The Silent Failure
We wanted a simple optimization: skip CI when a pull request only
touches documentation files (.md, .claude/*, .vscode/*, workflow
files). The standard approach is dorny/paths-filter, a GitHub Action
that checks changed files against glob patterns.
We configured it, tested it, and it never worked. Docs-only PRs ran the full CI suite every time. No error, no warning, no indication that anything was wrong.
The cause was two bugs compounding. First, paths-filter does not
support the predicate-quantifier option we set. It silently ignores
it. Second, its glob matching failed to match .claude/** files, so
our Claude Code config changes were never classified as docs-only.

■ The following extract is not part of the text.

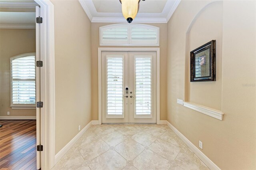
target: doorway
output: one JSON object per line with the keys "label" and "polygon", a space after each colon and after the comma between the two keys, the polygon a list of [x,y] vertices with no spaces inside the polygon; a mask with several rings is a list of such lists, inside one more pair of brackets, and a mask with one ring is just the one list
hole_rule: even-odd
{"label": "doorway", "polygon": [[103,123],[157,123],[157,51],[133,49],[101,52]]}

We spent three commits trying to fix the configuration: adjusting globs,
adding predicate-quantifier, inverting the pattern logic. None of it
worked because the underlying Action was not behaving as documented.
The Shell Replacement
The entire paths-filter dependency was doing one thing: classifying PR
files as docs-only or not. A case statement does that in 15 lines:
- name: Check for docs-only changes
id: check
env:
GH_TOKEN: ${{ github.token }}
run: |
if [ "${{ github.event_name }}" = "pull_request" ]; then
CHANGED=$(gh pr view ${{ github.event.pull_request.number }} \
--json files --jq '.files[].path')
else
echo "docs-only=false" >> "$GITHUB_OUTPUT"
exit 0
fi
DOCS_ONLY=true
while IFS= read -r file; do
[ -z "$file" ] && continue
case "$file" in
*.md) ;;
.claude/*) ;;
.mcp.json) ;;
.vscode/*) ;;
.github/ISSUE_TEMPLATE/*|.github/prompts/*) ;;
.github/skills/*|.github/agents/*|.github/workflows/*) ;;
.husky/*) ;;
.prettierrc|.nvmrc|.sentryclirc|.editorconfig|.nxignore|LICENSE) ;;
*) DOCS_ONLY=false; break ;;
esac
done <<< "$CHANGED"
echo "docs-only=$DOCS_ONLY" >> "$GITHUB_OUTPUT"Push events to develop always run CI (the early exit). For PRs, the
gh CLI fetches the file list and the case statement classifies each
one. The first non-docs file sets DOCS_ONLY=false and breaks.
The Gate Job
The ci-status gate job makes this work with branch protection:
ci-status:
if: always()
needs: [changes, ci]
runs-on: ubuntu-latest
steps:
- run: |
if [ "${{ needs.ci.result }}" = "failure" ] || \
[ "${{ needs.ci.result }}" = "cancelled" ]; then
echo "CI failed"
exit 1
fi
echo "CI passed or was skipped (docs-only change)"Branch protection requires ci-status, not ci. When the ci job is
skipped (docs-only PR), ci-status will run and pass. When ci
fails, ci-status fails too. The gate job is always green or red,
never skipped, so branch protection just works.
The nx affected Optimization
A related change in the same PR cluster: nx affected was always
diffing against main, even for feature branches targeting develop.
This meant every feature branch CI run compared against main and
rebuilt more than necessary.
The fix passes ${{ github.base_ref || 'main' }} as the --base flag.
PRs into develop now diff against develop. Pushes to develop
still diff against main. One line, fewer unnecessary rebuilds.
The Takeaway
Third-party Actions are dependencies. They can silently break, silently
ignore configuration, and silently change behavior between versions.
For simple file classification logic, shell is more transparent, more
debuggable, and has no upstream risk. Reserve Actions for when they
genuinely reduce complexity — caching, deployment orchestration,
multi-platform matrices. "Classify files against a list of patterns"
is exactly what shell's case does natively.